Frederik Holst (14 August 1791 – 4 June 1871) was a Norwegian medical doctor. He is regarded as an important pioneer in medicine in Norway.

==Biography==
Holst was born at Holmestrand in Vestfold, Norway. He was the son of merchant Hans Holst (1763–1846) and Inger Christine Backer (1765–1850).

He completed his examen artium at Oslo Cathedral School in 1810. He studied at the University of Copenhagen and earned his medical diploma based upon his doctoral thesis about the then-common and now-extinct skin disease radesyke, known in Latin as lepra norvegica (1817).

He was appointed city physician (stadsfysikus) in Christiania (now Oslo) from 1817. He was Professor of Pharmacology, Toxicology and Hygiene at the University of Christiania (now University of Oslo) from 1824 until 1865. His works had significant influence on the treatment of prisoners and of patients with mental disorders.
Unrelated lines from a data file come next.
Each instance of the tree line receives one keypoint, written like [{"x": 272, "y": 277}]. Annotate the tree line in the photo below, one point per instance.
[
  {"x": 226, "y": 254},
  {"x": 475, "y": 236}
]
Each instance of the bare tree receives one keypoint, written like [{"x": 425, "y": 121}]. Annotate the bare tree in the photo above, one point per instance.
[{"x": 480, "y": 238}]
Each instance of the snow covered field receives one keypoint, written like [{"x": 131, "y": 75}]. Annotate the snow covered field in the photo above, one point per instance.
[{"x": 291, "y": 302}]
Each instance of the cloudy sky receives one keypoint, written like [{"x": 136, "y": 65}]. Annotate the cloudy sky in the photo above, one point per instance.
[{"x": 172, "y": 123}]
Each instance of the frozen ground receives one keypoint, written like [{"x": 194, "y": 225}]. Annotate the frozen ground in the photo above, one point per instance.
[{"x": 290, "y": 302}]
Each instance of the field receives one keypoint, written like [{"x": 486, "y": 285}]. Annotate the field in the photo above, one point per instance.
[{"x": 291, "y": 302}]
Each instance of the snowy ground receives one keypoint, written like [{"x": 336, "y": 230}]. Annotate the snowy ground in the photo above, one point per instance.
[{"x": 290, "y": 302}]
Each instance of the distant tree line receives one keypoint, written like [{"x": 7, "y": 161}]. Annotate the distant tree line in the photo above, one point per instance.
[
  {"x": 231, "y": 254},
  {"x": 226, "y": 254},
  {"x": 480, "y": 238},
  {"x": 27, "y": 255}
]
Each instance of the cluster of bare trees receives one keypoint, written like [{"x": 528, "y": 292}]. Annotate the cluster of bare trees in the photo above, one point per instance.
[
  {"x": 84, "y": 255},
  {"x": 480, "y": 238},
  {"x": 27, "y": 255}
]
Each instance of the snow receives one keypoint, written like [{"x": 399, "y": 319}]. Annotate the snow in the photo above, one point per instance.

Together with Michael Skjelderup, he started and published Eyrt, the first Norwegian medical journal (1826). In 1831, he was elected a member of the Royal Swedish Academy of Sciences. He was one of the founders of the Norwegian Medical Society in Oslo (1833).

==Personal life==
He was made a knight in the Order of St. Olav (1847), Commander of St. Olav's Order (1865) and Commander of the Order of the Polar Star. In 1824, he married Dorothea Christierne Steffens (1805–1866).
Holst was the grandfather of linguist Clara Holst and professor Axel Holst.